Il faut se garder de rejeter en bloc le virage ambulatoire, prévient la chercheuse. «Certains aidants sont excellents et veulent s’occuper de leur conjoint ou de leur parent, mais il ne faut pas en faire une norme générale. Il faut aussi offrir aux aidants un soutien accru pour les soins. Ce soutien est quand même moins coûteux que le maintien du patient à l’hôpital.»
Tous les participants de l’étude s’accordent d’ailleurs pour affirmer que les CLSC ont des ressources budgétaires insuffisantes pour assumer les responsabilités qui leur ont été dévolues au moment du virage ambulatoire. À l’exception des gestionnaires, on note que la gratuité des services est en péril et que certains coûts, autrefois supportés par le système de santé, par exemple ceux du matériel pour les soins, ont été transférés aux familles. Il existe même un peu de confusion puisque certains CLSC fournissent le matériel, d’autres non, observe Mme Ducharme. Le rapport demande donc une augmentation du financement consacré au soutien à domicile et aux groupes communautaires qui travaillent dans ce secteur.
Un intervenant pivot
Il ne s’agit même pas d’ajouter des ressources mais de les répartir différemment dans le système de soins, affirme Francine Ducharme. «C’est simplement une question d’éviter les complications. Ce n’est pas une économie que de renvoyer un malade à la maison pour le voir revenir quatre fois à l’urgence.»
Or, les participants de l’étude notent que la situation actuelle favorise non seulement l’épuisement des aidants, mais aussi l’augmentation du nombre de demandes d’hébergement et le retour rapide à l’hôpital des malades âgés.
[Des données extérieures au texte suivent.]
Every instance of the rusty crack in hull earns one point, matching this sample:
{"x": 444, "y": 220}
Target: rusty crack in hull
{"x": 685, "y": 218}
C’est pourquoi on recommande la mise en place d’un réseau de services intégrés pour les personnes âgées et leurs aidants afin d’améliorer la coordination et la continuité des soins. Cette coordination devrait être assurée par un gestionnaire de cas sous la responsabilité du CLSC.
Le projet SIPA a fait la démonstration que des services intégrés pour les gens âgés n’étaient pas plus coûteux mais plus efficaces, note Francine Ducharme. «Il est donc essentiel d’avoir un intervenant pivot, un gestionnaire de cas qui négocie tous les services pour le malade et sa famille, de la popote roulante à l’hôpital en passant par les visites médicales et les examens et auquel la personne aidante peut s’adresser en tout temps.»
Cette recherche a été réalisée en partenariat avec le Regroupement des aidantes et aidants naturels de Montréal, le Réseau québécois d’action pour la santé des femmes, l’Association des CLSC et CHSLD du Québec, l’Association des hôpitaux du Québec et la Direction de la santé publique de la Régie régionale de la santé et des services sociaux de Lanaudière; elle a été subventionnée par le Conseil de recherches en sciences humaines du Canada. La Chaire de recherche Desjardins en soins infirmiers à la personne âgée et à la famille a été créée par l’Université de Montréal en partenariat avec l’Institut universitaire de gériatrie de Montréal.